Not a single frame of "Equilibrium" contains even a whiff of originality. If it's not imitating Orwell, Bradbury and Huxley, it's lifting scenes wholesale from "Metropolis," "The Matrix," "RoboCop," "Blade Runner," Gattaca," and even "Citizen Kane."

But as "Mystery Science Theater 3000," that sadly defunct masterpiece of movie mockery, proved, there are bad movies and there are movies so bad they qualify as a popcorn-thrower's delight.

"Equilibrium" is the latter -- a cinematic disaster so inadvertently sidesplitting it's worth the price of admission for the ridicule factor alone.
 
 
Tamayyurt
22:56 / 07.12.02
Actually, I thought the fight scenes were a lot better than the Matrix but whatever... Go see it for the "comedy" then come back here and talk!
 
 
Imaginary Mongoose Solutions
23:19 / 07.12.02
I want to see pretty people shooting things and leaping imporbably through the air. Is that so wrong? I don't care if the fucking thing is in Spanish and has 15 minutes of Tye Diggs screaming "For the love of SWEET JEBUS, this is a Bradbury/Orwell Ripoff! Go read a book!, as long as he next proceeds to leap off something and put a bullet in or near someone else shortly thereafter.

If it happens to deliver like the 'lad says it does, even fucking better.
 
 
videodrome
23:59 / 07.12.02
I was actually supposed to see this for review a couple weeks ago but got thetime buggered and didn't make the screening.
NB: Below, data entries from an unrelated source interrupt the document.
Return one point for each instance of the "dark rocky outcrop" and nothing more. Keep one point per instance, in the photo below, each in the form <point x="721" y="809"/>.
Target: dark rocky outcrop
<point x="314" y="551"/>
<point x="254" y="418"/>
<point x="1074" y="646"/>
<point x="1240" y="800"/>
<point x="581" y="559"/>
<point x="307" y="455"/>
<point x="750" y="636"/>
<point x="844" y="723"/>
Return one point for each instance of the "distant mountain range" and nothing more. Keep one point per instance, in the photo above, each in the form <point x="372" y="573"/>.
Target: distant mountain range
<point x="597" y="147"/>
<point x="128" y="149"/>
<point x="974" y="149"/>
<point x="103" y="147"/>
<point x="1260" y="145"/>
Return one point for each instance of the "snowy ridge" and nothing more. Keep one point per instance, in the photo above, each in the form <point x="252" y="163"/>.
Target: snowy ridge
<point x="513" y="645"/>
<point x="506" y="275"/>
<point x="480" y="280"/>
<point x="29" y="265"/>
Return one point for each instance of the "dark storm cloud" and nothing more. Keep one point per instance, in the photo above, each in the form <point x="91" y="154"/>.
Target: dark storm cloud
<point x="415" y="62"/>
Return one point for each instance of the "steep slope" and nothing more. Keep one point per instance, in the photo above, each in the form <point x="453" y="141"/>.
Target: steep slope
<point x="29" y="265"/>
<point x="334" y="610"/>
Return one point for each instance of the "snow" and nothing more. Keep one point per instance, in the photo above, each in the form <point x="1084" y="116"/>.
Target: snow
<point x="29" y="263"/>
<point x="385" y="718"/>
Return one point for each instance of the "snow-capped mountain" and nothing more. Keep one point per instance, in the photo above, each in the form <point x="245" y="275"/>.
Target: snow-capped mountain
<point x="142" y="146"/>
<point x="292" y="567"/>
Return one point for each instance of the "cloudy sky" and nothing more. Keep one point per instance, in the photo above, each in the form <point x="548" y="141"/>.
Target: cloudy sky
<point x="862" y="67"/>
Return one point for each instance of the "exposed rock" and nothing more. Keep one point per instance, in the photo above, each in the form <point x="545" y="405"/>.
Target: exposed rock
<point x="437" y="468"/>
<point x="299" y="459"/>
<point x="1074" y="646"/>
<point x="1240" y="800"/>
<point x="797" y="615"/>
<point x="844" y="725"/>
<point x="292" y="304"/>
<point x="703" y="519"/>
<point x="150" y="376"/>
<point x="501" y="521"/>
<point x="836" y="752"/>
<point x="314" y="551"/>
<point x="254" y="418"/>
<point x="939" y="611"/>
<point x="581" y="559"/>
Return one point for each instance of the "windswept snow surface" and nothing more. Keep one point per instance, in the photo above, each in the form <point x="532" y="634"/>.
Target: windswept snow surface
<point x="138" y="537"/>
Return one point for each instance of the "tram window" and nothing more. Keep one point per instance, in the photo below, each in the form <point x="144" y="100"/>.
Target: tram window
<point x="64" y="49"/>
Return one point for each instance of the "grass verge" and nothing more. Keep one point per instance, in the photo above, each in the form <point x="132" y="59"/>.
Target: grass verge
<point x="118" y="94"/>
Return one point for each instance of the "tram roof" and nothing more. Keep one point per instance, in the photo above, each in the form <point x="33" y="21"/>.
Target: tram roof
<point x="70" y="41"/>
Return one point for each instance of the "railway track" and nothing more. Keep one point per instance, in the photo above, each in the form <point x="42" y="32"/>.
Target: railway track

I think it's opened properly here now, but seeing as I still haven't got out to see the likes of Punch-Drunk Love and Far From Heaven I don't know if I'll make this one any time soon. I may have to hedge the sci-fi impulse until Boyle's picture makes it to the states.

I've passed over a few review similar to what Cameron quoted, so I'll be innerested to see if anyone else here sees it.
 
 
iconoplast
01:25 / 09.12.02
I saw it on a whim yesterday, knowing nothing about it.

My first impression: "I don't know if it was good, but that was the coolest movie I've ever seen."

Okay - it involves the premise of Gun-Katas - a martial arts style based on Chow Yun Fat'ing it with two big assed pistols.

Xian Bale wears all black and shoots more people than you could ever think possible.

It is slicker than anything I've ever seen, the fight sequences are gorgeous, the cinematography is spectacular, and the premise, while dumb, is still smarter than "Dude - what if I'm, like, imagining all this?" and has weighty issues. Even if they do end up being solved with bullets. And a katana.

See it. It's fun. It's cool. And lots and lots of people are shot in lots of creative and aesthetically appealing ways.